3. The method of eliminating the noise caused by pulling the tailpiece and the chin rest:
Types ①, ②, ③, and ⑤ can be adjusted or sorted out. If necessary, a sponge can be filled to eliminate noise.
The fourth type, it is best to replace it with beef tendon thread. In addition to the above five aspects, the strings are also an important factor that produces noise, such as the falling of the strings, the loose or broken outer layer of the strings, and so on. The cello also has the problem that the pillars (foots) are severely loosened over the board and the wood, causing the mahogany or metal pillars to deflect, and when they are pulled out a little, they touch the top or backboard (often the backboard) and produce noise.
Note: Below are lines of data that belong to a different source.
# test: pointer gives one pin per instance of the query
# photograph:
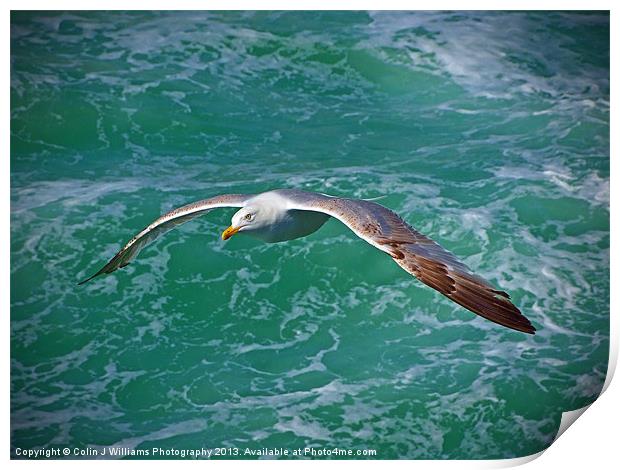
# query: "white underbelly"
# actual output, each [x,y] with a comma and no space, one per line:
[294,224]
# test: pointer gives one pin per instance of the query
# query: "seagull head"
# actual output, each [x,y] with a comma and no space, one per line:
[246,218]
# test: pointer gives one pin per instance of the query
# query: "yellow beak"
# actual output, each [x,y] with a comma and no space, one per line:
[229,232]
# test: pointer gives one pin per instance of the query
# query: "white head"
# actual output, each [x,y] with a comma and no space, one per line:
[246,219]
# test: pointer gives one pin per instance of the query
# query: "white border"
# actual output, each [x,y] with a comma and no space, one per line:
[591,443]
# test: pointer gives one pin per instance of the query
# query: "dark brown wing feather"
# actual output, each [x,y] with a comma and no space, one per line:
[418,255]
[164,224]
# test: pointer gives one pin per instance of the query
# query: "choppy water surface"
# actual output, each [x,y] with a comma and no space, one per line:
[487,131]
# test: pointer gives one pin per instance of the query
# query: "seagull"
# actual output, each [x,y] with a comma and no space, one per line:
[286,214]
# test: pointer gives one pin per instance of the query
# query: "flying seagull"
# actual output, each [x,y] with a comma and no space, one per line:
[286,214]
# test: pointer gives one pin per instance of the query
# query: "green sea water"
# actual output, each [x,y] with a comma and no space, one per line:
[487,131]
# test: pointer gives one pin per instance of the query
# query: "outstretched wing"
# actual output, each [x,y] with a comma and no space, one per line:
[165,223]
[418,255]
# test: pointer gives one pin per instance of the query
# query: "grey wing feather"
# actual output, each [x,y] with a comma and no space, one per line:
[418,255]
[164,224]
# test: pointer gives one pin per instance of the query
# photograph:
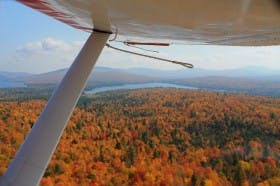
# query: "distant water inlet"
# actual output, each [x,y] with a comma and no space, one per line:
[10,84]
[137,86]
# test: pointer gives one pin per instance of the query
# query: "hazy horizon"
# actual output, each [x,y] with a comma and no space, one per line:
[29,45]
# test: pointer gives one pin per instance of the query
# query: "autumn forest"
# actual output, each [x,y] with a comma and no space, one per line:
[156,137]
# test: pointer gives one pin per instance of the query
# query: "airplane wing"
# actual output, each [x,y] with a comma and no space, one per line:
[215,22]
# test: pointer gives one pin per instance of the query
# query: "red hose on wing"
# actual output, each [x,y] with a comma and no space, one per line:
[144,43]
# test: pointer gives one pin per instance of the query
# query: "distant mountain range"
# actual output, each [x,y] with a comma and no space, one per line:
[252,80]
[134,75]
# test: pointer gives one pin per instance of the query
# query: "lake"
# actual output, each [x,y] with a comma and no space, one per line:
[10,84]
[137,86]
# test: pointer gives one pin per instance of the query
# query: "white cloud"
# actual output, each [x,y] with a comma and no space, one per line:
[50,54]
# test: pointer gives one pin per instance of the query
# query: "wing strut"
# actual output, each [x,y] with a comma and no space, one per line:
[30,162]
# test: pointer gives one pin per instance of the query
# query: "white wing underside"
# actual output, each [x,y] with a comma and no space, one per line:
[215,22]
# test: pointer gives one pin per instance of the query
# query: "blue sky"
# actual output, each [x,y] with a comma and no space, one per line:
[33,42]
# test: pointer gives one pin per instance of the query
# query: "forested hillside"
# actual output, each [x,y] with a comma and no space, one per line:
[157,137]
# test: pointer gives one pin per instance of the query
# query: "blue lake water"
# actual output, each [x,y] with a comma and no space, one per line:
[10,84]
[137,86]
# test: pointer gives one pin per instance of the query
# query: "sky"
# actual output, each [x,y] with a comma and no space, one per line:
[33,42]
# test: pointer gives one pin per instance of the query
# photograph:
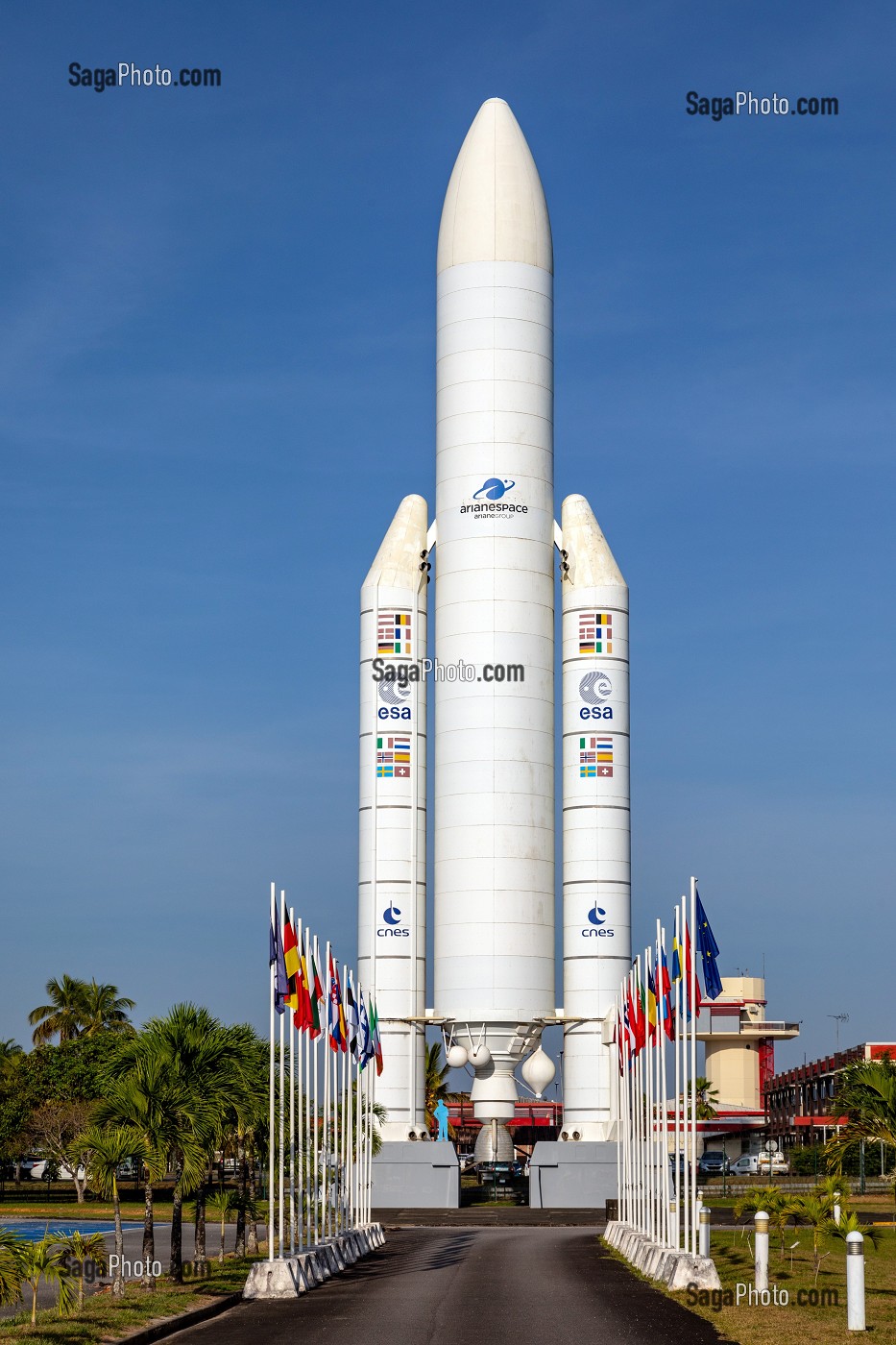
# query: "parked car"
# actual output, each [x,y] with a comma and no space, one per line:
[37,1167]
[714,1162]
[502,1174]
Diagnosis and exclusion of fingerboard murmurs:
The fingerboard should be tightly glued to the neck. The fretboard surface must be flat and parallel to the strings at a fixed distance, which is determined by the feel of the finger when playing.
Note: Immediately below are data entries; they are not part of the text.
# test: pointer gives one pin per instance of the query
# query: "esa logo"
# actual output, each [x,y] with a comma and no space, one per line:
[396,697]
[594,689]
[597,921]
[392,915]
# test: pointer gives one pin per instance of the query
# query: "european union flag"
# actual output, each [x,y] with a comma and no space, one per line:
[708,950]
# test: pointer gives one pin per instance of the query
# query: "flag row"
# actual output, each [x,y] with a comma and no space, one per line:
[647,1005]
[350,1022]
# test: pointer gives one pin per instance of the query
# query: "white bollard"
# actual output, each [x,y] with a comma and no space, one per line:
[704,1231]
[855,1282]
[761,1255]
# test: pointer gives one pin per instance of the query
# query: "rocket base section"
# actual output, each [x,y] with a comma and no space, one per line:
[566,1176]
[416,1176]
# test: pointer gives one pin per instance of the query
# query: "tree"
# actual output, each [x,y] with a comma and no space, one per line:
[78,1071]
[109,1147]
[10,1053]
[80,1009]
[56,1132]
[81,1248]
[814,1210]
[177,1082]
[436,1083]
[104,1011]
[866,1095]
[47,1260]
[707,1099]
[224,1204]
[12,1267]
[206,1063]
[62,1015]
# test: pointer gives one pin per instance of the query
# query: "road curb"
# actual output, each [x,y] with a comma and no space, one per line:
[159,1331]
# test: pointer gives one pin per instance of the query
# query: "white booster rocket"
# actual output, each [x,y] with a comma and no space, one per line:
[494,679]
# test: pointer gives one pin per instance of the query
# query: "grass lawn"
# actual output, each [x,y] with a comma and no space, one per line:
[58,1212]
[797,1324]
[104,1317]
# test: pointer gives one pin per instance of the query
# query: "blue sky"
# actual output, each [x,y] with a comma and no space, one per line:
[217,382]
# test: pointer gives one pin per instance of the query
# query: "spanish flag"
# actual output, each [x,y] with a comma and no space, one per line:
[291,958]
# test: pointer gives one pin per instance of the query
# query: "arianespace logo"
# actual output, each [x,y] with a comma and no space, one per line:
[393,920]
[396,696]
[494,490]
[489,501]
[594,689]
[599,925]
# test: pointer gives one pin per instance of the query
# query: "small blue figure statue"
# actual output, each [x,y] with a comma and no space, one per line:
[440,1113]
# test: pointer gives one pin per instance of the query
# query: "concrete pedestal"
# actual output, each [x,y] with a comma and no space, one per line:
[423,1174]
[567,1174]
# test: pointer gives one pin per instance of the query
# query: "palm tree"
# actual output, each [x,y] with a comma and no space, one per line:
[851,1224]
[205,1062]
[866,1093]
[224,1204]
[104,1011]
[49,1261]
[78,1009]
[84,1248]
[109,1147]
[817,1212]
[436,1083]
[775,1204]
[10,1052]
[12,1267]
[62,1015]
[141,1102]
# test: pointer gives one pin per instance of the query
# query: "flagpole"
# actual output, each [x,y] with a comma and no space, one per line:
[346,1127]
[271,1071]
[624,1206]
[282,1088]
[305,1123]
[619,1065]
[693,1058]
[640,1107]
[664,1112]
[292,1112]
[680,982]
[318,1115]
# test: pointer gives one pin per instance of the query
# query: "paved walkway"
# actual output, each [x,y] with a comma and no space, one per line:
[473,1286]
1. Diagnosis method of noise caused by the fingerboard: Check whether the fingerboard is tightly glued to the neck, and check the strings to see if the fingerboard is flat and parallel to the strings at a fixed distance, and then on each string, automatically The nut starts to press the fingers one by one, press the bow to play, and listen to whether there is any accidental string noise.
2. The type of noise caused by the fingerboard:
①. The fingerboard and the neck are not glued tightly, and there is a gap, resulting in noise. Very weak, generally not easy to detect, unless the fingerboard material is poor and easy to vibrate.
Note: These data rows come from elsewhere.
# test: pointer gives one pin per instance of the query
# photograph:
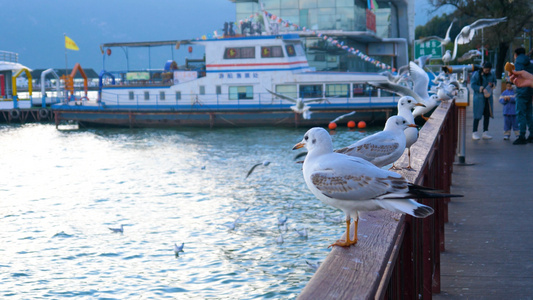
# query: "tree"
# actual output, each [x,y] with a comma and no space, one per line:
[519,15]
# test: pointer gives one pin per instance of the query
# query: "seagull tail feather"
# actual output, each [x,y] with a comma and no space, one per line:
[408,206]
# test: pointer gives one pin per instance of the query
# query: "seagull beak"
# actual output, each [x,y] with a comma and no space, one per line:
[298,146]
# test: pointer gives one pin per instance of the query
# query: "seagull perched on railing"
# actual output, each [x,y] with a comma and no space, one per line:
[300,106]
[353,184]
[384,147]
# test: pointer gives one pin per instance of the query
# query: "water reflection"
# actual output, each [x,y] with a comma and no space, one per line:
[60,191]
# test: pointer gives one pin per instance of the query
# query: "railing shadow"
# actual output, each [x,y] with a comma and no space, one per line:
[397,256]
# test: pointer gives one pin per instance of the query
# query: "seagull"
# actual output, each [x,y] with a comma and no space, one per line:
[405,106]
[447,57]
[282,220]
[467,33]
[178,249]
[469,55]
[117,230]
[381,148]
[353,184]
[303,232]
[420,90]
[337,119]
[313,266]
[300,106]
[265,163]
[443,41]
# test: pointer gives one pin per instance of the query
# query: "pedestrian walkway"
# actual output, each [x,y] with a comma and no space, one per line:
[489,236]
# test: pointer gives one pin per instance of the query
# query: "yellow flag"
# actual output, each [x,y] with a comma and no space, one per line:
[69,44]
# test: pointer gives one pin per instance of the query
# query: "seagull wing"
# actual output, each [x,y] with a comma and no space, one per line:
[448,31]
[420,80]
[351,178]
[281,96]
[252,169]
[379,148]
[397,89]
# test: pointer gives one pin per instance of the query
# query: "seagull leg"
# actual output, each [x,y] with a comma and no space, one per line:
[409,158]
[347,242]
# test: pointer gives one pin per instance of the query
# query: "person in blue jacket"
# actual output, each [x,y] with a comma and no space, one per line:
[524,96]
[507,98]
[482,83]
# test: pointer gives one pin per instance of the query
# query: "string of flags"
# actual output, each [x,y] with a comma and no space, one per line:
[287,23]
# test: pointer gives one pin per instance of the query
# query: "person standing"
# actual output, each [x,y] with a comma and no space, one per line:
[507,98]
[482,83]
[524,110]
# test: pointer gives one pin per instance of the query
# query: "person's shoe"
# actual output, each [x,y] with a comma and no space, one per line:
[520,141]
[486,135]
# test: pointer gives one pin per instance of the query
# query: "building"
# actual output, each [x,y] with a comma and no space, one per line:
[382,32]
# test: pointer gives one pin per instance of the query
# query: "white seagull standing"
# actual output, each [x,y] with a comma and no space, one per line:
[420,90]
[384,147]
[405,106]
[300,106]
[353,184]
[443,41]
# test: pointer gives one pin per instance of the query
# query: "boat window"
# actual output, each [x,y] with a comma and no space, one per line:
[273,51]
[241,92]
[364,90]
[289,90]
[290,50]
[337,90]
[311,91]
[239,52]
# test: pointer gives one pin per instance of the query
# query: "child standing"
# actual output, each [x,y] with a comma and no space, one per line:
[507,98]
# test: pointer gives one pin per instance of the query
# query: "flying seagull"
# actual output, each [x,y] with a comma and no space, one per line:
[468,32]
[443,41]
[353,184]
[300,104]
[265,163]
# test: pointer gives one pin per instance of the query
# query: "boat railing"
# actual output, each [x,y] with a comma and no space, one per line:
[162,100]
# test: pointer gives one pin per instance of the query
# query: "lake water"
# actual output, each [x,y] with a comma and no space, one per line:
[61,190]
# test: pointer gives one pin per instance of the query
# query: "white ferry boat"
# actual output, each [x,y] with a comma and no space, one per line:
[242,81]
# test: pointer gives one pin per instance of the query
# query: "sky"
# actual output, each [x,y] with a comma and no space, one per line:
[35,29]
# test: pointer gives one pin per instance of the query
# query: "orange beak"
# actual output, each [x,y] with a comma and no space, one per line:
[298,146]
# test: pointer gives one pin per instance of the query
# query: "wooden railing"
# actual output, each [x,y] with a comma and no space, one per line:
[397,256]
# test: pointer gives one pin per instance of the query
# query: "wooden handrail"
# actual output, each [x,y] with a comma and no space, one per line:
[397,256]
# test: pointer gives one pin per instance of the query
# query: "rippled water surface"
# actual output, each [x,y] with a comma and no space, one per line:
[61,190]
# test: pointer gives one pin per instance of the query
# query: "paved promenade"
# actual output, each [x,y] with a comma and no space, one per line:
[489,237]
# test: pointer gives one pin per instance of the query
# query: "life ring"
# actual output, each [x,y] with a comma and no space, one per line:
[43,113]
[15,114]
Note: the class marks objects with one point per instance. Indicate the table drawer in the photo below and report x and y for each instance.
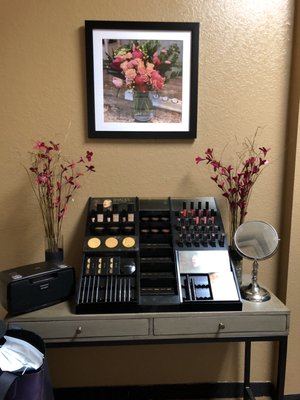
(223, 325)
(81, 329)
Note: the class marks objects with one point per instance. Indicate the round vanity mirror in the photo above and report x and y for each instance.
(255, 240)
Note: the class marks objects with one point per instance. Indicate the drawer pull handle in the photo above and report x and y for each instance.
(78, 330)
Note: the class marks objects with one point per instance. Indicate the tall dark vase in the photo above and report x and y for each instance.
(54, 251)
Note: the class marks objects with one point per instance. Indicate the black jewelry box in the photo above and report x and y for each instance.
(31, 287)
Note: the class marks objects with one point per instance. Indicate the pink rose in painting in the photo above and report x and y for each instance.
(140, 83)
(155, 59)
(157, 80)
(136, 53)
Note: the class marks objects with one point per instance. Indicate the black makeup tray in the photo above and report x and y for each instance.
(140, 255)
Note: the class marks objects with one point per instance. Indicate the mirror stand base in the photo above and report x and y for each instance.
(254, 292)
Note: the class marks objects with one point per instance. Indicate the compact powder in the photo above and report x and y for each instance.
(111, 242)
(128, 242)
(93, 243)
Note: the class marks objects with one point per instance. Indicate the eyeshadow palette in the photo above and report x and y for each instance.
(160, 254)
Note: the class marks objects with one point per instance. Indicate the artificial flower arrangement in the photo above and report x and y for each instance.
(143, 66)
(54, 180)
(236, 182)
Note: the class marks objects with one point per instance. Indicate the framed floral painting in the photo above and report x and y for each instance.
(142, 79)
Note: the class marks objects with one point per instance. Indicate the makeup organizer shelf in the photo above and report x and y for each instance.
(161, 254)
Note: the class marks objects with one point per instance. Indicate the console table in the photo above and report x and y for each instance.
(58, 325)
②. The surface of the fingerboard is deformed, uneven, and cannot be kept parallel to the strings, and the local arches are in contact with the strings. Or although the arch is not high, the strings are not touched when the bow is pressed lightly, but when the bow is played with heavy pressure, the strings are touched and noises are generated.
3. The surface of the fingerboard is flat and not deformed, but the side close to the bridge is high, and the side close to the nut is low, so that after the upper sound is pressed, the lower sound touches the strings and produces noise.
3. The method of eliminating the noise caused by the fingerboard:
The first type, if the degumming is serious and the gap is large, simply use an old-fashioned eagle beard blade to cut through the gap between the neck and the fingerboard, remove the fingerboard and re-gluing; if the degumming is slight, the gap is not large or only partial , don't remove it forcibly, drop the glue, and immediately clamp it with a bench vise that has been wrapped with a towel on the jaws.
For the second type, it is best to change the fingerboard. If it is difficult to remove, under the premise of taking protective measures for the violin, smooth the fingerboard with a wood rasp and apply new paint.
The third type can be easily solved by adjusting the height of the bridge.